Tomorrow Isn't Promised

One of my overarching philosophies on life—or, more specifically, living—is that of "the moment." The moment means everything to me. Yesterday is the past. Tomorrow isn't promised. Today, right here, right now, is what's important, and what is to be valued above all else. Like a sunny day in the middle of monsoon season, it needs to be embraced. The next day could be cloudless just the same, but you never know. To do otherwise is wasteful.

This mentality couples well with my style of travel. If I'm not smiling, I change something. A new home, city, country, or continent—these things are easy for me to change. Maybe this is why I smile more than most. I smile so much it confuses people.

Walking with Aaron one afternoon, he turned to me and said: "You know what I notice about walking with you? How calm and peaceful the expression on your face is.

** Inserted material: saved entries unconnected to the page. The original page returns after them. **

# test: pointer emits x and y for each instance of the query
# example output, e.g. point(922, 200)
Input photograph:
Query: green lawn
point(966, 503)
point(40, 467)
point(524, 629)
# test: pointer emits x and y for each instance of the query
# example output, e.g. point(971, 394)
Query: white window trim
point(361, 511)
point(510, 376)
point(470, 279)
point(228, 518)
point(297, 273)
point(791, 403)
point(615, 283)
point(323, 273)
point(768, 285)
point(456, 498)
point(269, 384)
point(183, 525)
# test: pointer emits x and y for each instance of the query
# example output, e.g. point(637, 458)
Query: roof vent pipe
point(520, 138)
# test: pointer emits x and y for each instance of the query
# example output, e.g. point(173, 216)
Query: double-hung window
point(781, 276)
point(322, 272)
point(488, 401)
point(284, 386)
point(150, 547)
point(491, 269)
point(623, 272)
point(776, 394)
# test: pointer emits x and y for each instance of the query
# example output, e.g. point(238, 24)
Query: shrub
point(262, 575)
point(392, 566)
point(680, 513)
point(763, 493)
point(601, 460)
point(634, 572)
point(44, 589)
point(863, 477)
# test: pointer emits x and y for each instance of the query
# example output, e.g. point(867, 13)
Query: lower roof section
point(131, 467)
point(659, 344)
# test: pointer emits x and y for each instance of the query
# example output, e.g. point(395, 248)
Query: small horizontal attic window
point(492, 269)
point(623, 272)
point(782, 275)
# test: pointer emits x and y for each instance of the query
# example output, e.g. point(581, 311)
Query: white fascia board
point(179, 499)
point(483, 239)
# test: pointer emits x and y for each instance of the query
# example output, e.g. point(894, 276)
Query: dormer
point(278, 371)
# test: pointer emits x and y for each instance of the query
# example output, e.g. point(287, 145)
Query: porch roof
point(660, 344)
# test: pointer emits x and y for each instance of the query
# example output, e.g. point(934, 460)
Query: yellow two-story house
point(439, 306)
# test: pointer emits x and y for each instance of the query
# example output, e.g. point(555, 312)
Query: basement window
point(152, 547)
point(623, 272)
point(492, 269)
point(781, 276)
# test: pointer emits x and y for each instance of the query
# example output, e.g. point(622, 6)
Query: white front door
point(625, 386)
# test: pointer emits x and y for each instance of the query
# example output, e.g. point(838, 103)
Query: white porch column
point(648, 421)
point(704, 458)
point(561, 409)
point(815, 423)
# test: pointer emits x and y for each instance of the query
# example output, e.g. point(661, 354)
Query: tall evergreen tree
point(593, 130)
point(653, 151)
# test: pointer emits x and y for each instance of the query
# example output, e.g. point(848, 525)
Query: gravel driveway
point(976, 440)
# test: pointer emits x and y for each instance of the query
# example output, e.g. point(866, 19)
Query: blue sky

I'm always surrounded in cities by people who've got scowls—it's very refreshing."

But at the same time, living in the moment is a very intense, short-sighted way of life. If I'm happy, I've very happy. If I'm stressed, I'm very stressed. It's sort of the goldfish syndrome—who I'm told only have a 30-second memory. If a goldfish has been hungry for 30 seconds, it's been hungry its entire life.

I coined this phrase nearly a decade ago: "Live for the moment, look to the future." Embrace the now, but plan ahead.

I don't think I ever truly embraced the now as I did before I started traveling perpetually. My life has since become a series of moments. Some have been amazing, some have been depressing, but all have been defining (in that particular point in time).

So I'm left asking myself, has all this been personal evolution, or revolution? Aaron seems to think revolution—as if there's been a successful coup inside my head.

Many of the old ways are no more—long live the nomad.